The contradictions continue when you learn of the history of John Smith. Most historians have cast doubt on his record of the events and the improbability that he was romantically involved with Pocahontas since she was 10-12 years old when they would have come into contact. The tragedy of Pocahontas’ life in the film is not just that she is held captive by the British, forcefully converted to Christianity, and brought to England as an advertisement to continue the English investment in exploiting the people and the land of North America…it’s that she also lost out on her great love with John Smith.
It is a tough pill to swallow and in lesser hands it might be too bitter. Malick does not go down the road of the Smith/Pocahontas love story recklessly though. That decision not only allows for exploring ideas discussed above but simultaneously explores a major theme of late-Malick – the idea that despite all the temptations of modern society, true love and companionship are more meaningful than any other path.
3. To the Wonder To the Wonder kicked off an unofficial trilogy of small-scale films Malick made in his (inexplicably) most prolific decade, the 2010s. Wonder is one of the most haunting films about being alive and desiring to be with someone on the nightmare journey that is life.
As we move through the vast emptiness of this planet, we have been conditioned to feel this cursed compulsion to share that time with someone, anyone. We gravitate towards anyone who seems compelling for more than a moment because if we can be happy with them longer than that then maybe that person can fill the gaping hole in each of our lives forever.

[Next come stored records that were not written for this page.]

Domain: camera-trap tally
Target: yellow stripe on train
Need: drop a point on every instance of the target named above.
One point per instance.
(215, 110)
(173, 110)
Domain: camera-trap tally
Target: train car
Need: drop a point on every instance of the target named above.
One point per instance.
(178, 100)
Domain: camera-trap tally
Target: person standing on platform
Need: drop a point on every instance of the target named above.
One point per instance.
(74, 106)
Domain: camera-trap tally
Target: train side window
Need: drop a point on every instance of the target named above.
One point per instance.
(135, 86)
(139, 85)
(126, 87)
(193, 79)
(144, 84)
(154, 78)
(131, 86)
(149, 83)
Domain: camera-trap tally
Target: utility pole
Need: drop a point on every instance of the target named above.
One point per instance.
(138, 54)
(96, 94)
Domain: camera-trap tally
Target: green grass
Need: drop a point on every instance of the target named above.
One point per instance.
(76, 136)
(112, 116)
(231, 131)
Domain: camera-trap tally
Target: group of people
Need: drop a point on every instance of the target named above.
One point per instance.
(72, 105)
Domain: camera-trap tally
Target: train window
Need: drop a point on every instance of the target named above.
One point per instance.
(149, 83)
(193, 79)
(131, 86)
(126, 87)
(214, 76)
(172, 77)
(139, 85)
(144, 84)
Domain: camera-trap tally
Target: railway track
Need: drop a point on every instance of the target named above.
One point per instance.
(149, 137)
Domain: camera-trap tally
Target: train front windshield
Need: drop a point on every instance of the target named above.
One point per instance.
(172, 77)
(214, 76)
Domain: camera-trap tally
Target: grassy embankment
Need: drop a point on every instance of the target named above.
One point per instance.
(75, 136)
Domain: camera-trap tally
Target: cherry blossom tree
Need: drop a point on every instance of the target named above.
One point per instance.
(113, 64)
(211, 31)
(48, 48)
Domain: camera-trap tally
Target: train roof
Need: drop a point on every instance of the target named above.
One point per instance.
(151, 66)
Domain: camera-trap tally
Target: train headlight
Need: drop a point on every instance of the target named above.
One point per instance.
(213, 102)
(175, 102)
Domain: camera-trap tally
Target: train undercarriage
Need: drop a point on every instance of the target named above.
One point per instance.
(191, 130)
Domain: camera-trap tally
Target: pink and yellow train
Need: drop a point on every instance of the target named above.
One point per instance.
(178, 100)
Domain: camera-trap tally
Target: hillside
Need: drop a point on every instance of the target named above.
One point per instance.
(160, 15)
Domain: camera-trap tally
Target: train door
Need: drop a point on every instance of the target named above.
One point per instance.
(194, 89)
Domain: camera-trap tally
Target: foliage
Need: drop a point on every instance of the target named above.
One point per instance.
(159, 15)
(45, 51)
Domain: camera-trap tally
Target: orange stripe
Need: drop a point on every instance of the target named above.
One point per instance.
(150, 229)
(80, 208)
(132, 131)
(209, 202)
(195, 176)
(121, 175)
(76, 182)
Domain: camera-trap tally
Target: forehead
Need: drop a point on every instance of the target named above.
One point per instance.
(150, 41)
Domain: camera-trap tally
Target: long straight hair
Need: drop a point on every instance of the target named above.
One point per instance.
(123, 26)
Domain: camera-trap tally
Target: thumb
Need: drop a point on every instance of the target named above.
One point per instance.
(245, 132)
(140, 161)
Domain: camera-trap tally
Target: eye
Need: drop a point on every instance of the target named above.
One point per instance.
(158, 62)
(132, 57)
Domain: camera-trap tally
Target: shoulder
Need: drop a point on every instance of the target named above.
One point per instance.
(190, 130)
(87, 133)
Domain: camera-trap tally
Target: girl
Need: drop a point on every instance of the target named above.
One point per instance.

Why do we feel compelled to be someone when all the signs are pointing to the fact that it does not make sense? Why do we self-sabotage? Why do we harm others we profess to love? Why can we not extricate ourselves from relationships we do not want?
Affleck in this film is clearly so scared of being alone, and that fear causes so much pain for himself and others. The great tragedy of being alive is that for the great majority of us, a life alone or a life spent chasing shallow pursuits is a life wasted. But that knowledge that cause us to cut short our own personal growth. Malick so beautifully and empathetically captures that tension.
2. The Tree of Life 
“I wanted to be loved because I was great. I’m nuthin’…Look at the glory around us. I lived in shame. I dishonored it all and missed the glory. I’m a foolish man.”
The Tree of Life, like virtually every Malick film, is as much as a spiritual experience as anything else I have experienced in life. It captures the tragedy and potential beauty of the human condition in the most effecting way. Malick makes you FEEL what it is like to be alive and live with the memories and experiences that create you and create all of us. He specifically focuses on the impact that one’s childhood has on them. While the subject has very specific issues that – while the O’Brien’s dynamic certainly applies to many – speaks to a bigger truth about the important of love and the pitfalls of hiding from it. This is simply one of the most beautiful films about being alive that there has ever been.
“The only way to be happy is to love. Unless you love, your life will flash by.”
1. A Hidden Life 
So many ideas and themes and images that had been present in Malick films for decades came together here to create one of the most emotional and spiritual experiences in a theater of my life. In so many ways, the film is just a beautiful testament to the potential of human will. Just as importantly though, the film captures the beauty of this very specific marriage and the people ripped apart for the noblest and toughest of reasons. The film is the testament though to the inner strength that we all could possess. It is a love letter to people even in the face of the worst of humanity. Seeing this film for the first time in a theater was as close to a spiritual experience as I have ever had in the cinema, and I will be revisiting it for the rest of my life.